Zoals ik kan afleiden uit de brief van aalmoezenier Vergaelen, maakte Michel deel uit van dit werkbataillon:  In de brief van Vergaelen zegt deze hem voor het eerst ontmoet te hebben “op weg naar het front te Ville-Chetif” en verder “na droeven terugtocht te Cepie”.  Het is niet duidelijk of Michel deel uitmaakte van de 350 man die met de trein vanuit Avallons terug naar Limoux geraakten of dat hij met zijn compagnie op eigen kracht terug in Limoux terechtkwam.

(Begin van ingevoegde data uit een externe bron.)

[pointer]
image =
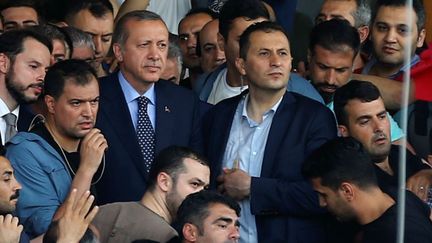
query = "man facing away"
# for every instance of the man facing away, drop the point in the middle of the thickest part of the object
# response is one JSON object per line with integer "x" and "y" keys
{"x": 343, "y": 175}
{"x": 61, "y": 153}
{"x": 257, "y": 142}
{"x": 176, "y": 173}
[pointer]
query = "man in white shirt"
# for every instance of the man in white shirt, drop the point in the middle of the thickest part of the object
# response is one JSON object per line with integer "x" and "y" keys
{"x": 24, "y": 58}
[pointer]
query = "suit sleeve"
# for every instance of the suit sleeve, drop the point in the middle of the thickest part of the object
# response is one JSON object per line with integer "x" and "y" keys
{"x": 43, "y": 187}
{"x": 275, "y": 196}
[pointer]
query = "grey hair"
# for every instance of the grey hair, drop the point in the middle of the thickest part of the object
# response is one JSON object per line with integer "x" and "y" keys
{"x": 121, "y": 33}
{"x": 362, "y": 15}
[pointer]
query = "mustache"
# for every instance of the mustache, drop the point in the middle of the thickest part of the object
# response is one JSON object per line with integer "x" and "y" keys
{"x": 15, "y": 195}
{"x": 379, "y": 135}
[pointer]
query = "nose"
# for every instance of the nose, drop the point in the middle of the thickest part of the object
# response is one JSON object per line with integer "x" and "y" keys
{"x": 322, "y": 202}
{"x": 220, "y": 55}
{"x": 330, "y": 76}
{"x": 154, "y": 53}
{"x": 191, "y": 42}
{"x": 98, "y": 45}
{"x": 390, "y": 35}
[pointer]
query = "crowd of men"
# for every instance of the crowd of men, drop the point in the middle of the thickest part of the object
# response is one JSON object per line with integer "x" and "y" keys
{"x": 208, "y": 135}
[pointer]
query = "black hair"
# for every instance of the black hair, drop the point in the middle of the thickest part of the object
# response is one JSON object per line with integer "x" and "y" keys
{"x": 232, "y": 9}
{"x": 195, "y": 209}
{"x": 362, "y": 90}
{"x": 341, "y": 160}
{"x": 170, "y": 160}
{"x": 334, "y": 35}
{"x": 417, "y": 7}
{"x": 98, "y": 8}
{"x": 12, "y": 42}
{"x": 77, "y": 71}
{"x": 265, "y": 26}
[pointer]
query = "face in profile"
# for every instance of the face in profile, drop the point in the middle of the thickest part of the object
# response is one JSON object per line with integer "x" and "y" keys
{"x": 369, "y": 124}
{"x": 195, "y": 178}
{"x": 330, "y": 70}
{"x": 9, "y": 187}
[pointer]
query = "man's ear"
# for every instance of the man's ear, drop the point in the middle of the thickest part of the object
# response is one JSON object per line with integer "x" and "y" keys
{"x": 421, "y": 38}
{"x": 50, "y": 102}
{"x": 343, "y": 131}
{"x": 363, "y": 32}
{"x": 347, "y": 190}
{"x": 190, "y": 232}
{"x": 240, "y": 65}
{"x": 164, "y": 182}
{"x": 221, "y": 41}
{"x": 4, "y": 63}
{"x": 118, "y": 52}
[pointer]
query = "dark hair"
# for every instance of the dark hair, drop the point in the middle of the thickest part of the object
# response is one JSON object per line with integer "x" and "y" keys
{"x": 98, "y": 8}
{"x": 170, "y": 160}
{"x": 77, "y": 71}
{"x": 232, "y": 9}
{"x": 266, "y": 27}
{"x": 195, "y": 209}
{"x": 34, "y": 4}
{"x": 12, "y": 42}
{"x": 121, "y": 33}
{"x": 52, "y": 234}
{"x": 194, "y": 11}
{"x": 362, "y": 90}
{"x": 334, "y": 35}
{"x": 340, "y": 160}
{"x": 417, "y": 7}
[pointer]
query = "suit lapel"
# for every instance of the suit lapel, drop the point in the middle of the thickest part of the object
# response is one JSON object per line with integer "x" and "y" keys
{"x": 165, "y": 118}
{"x": 281, "y": 121}
{"x": 117, "y": 111}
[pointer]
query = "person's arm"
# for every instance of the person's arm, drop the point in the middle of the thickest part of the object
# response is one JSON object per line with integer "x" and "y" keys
{"x": 131, "y": 5}
{"x": 391, "y": 90}
{"x": 10, "y": 230}
{"x": 92, "y": 151}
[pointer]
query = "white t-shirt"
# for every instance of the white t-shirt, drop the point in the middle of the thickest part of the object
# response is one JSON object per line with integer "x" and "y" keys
{"x": 221, "y": 90}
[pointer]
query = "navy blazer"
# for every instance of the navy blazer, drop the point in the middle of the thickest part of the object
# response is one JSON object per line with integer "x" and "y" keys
{"x": 285, "y": 206}
{"x": 177, "y": 123}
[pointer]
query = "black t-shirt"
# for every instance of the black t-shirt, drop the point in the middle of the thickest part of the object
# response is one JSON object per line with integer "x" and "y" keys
{"x": 418, "y": 226}
{"x": 389, "y": 182}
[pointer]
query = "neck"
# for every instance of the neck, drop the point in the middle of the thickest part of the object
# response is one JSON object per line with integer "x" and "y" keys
{"x": 67, "y": 143}
{"x": 156, "y": 203}
{"x": 384, "y": 70}
{"x": 385, "y": 166}
{"x": 261, "y": 101}
{"x": 10, "y": 102}
{"x": 373, "y": 205}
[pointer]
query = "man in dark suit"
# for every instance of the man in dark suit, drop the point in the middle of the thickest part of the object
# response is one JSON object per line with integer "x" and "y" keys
{"x": 24, "y": 58}
{"x": 136, "y": 130}
{"x": 258, "y": 141}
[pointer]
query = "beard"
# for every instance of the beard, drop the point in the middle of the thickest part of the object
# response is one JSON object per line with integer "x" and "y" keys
{"x": 16, "y": 90}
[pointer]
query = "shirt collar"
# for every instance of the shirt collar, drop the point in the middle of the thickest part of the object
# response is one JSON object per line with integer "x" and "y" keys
{"x": 131, "y": 94}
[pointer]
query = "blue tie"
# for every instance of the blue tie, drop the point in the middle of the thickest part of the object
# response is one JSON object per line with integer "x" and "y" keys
{"x": 145, "y": 133}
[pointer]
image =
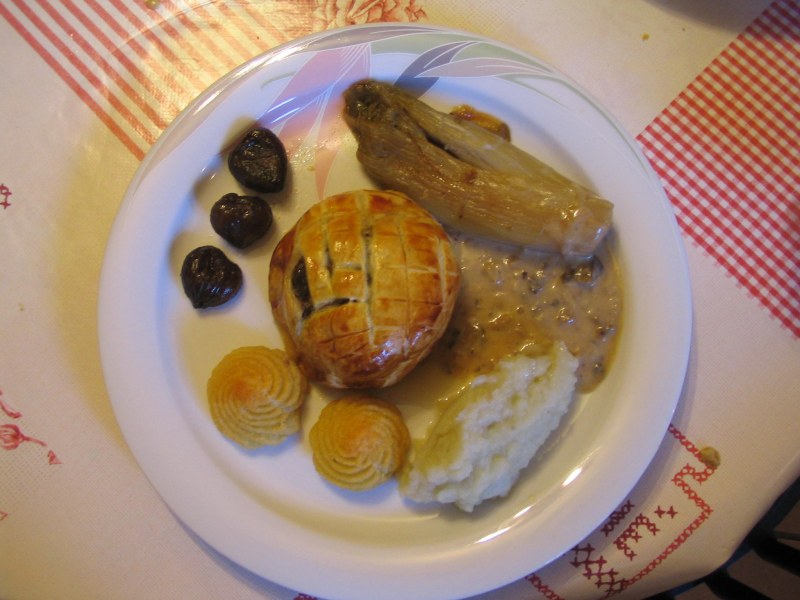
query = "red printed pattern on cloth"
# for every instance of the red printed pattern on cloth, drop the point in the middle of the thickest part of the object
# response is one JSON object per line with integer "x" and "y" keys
{"x": 727, "y": 153}
{"x": 11, "y": 438}
{"x": 675, "y": 518}
{"x": 137, "y": 64}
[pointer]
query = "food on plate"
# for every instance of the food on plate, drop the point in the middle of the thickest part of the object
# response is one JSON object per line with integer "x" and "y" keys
{"x": 514, "y": 300}
{"x": 241, "y": 220}
{"x": 210, "y": 278}
{"x": 359, "y": 441}
{"x": 468, "y": 177}
{"x": 255, "y": 394}
{"x": 491, "y": 430}
{"x": 259, "y": 161}
{"x": 362, "y": 287}
{"x": 466, "y": 112}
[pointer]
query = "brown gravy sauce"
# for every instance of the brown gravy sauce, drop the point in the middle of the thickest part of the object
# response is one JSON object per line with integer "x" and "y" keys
{"x": 516, "y": 300}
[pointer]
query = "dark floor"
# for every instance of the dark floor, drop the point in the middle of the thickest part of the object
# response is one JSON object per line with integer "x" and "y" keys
{"x": 763, "y": 576}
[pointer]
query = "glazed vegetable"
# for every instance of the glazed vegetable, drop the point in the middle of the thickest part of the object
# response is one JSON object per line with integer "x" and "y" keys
{"x": 259, "y": 161}
{"x": 470, "y": 178}
{"x": 209, "y": 278}
{"x": 241, "y": 220}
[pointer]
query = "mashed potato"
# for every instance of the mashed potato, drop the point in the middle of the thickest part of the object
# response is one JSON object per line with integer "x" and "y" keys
{"x": 491, "y": 430}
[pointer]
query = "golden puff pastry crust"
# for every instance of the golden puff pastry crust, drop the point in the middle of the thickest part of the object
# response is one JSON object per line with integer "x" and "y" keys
{"x": 255, "y": 395}
{"x": 362, "y": 287}
{"x": 359, "y": 442}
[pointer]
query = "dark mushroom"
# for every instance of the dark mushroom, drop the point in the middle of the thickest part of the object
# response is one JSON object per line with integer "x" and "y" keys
{"x": 209, "y": 278}
{"x": 259, "y": 161}
{"x": 241, "y": 220}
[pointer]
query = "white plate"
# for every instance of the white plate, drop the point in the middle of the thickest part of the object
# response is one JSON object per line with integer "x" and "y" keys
{"x": 268, "y": 510}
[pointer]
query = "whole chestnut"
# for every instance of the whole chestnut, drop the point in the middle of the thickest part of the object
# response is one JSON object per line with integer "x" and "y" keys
{"x": 241, "y": 220}
{"x": 209, "y": 278}
{"x": 259, "y": 161}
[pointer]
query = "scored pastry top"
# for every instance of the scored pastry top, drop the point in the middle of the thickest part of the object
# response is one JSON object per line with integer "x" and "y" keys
{"x": 362, "y": 286}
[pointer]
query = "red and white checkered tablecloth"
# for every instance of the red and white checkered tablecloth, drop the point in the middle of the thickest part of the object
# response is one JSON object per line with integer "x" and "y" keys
{"x": 89, "y": 86}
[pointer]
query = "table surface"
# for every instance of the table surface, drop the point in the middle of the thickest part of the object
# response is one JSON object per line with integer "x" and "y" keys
{"x": 710, "y": 91}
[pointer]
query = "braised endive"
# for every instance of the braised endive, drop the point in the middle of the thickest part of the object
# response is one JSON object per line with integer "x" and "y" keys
{"x": 470, "y": 178}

Feit is dat van reserve luitenant De Porre niet gesproken wordt

 

Van de 700 mensen van 1 DI blijven er op 30 juni nog een 300-tal over in de streek rond Limoux (276 soldaten, 26 onderofficieren en 7 officieren -cfr verslag Hanet).

 

Op 1 juli vindt een herstructurering plaats.  32A wordt groep IV van CRI/A. Deze groep is ingedeeld in 7 batterijen onder het commando van majoor Hardenne waarbij de manschappen van de batterijen zonder bevelhebber in één van de 7 worden ingedeeld. De 3de batterij van 1 DI waarin Michel zat is zo vermoedelijk ondergebracht in de 1ste batterij van groep IV (De Porre is waarschijnlijk niet teruggekomen van zijn opdracht aan het front en terug naar België gegaan of gevoerd). Op de overlijdensacte van Michel wordt hij omschreven als behorend tot de 1ste batterij van het 32ste artillerieregiment gekantonneerd te Cépie (Aude).

 

Volgens het verslag van Albert Hanet begint het vanaf 11 juli te rommelen onder de troepen en komt er een soort revolte waarbij geëist wordt dat iedereen gedemobiliseerd wordt en dat de terugkeer naar België wordt georganiseerd.  Haantje de voorsten – steeds volgens het verslag van Hanet - in deze oproer zijn luitenant dokter Torrekens en reserve aalmoezenier Vergaelen uit Oudenaarde. Dokter Torrekens zou openlijk zijn sympathiën voor Hitler hebben laten blijken en bedreigde de officieren die trouw bleven dat hij ze zou weten te vinden bij hun terugkeer in België. Onderwijl verwaarloosde hij zijn medische opdracht. Ook aalmoezenier Vergaelen zou zich niet onbetuigd gelaten hebben ondertussen zijn opdracht vergetend en zich enkel bezighoudend met zijn “vriendjes”.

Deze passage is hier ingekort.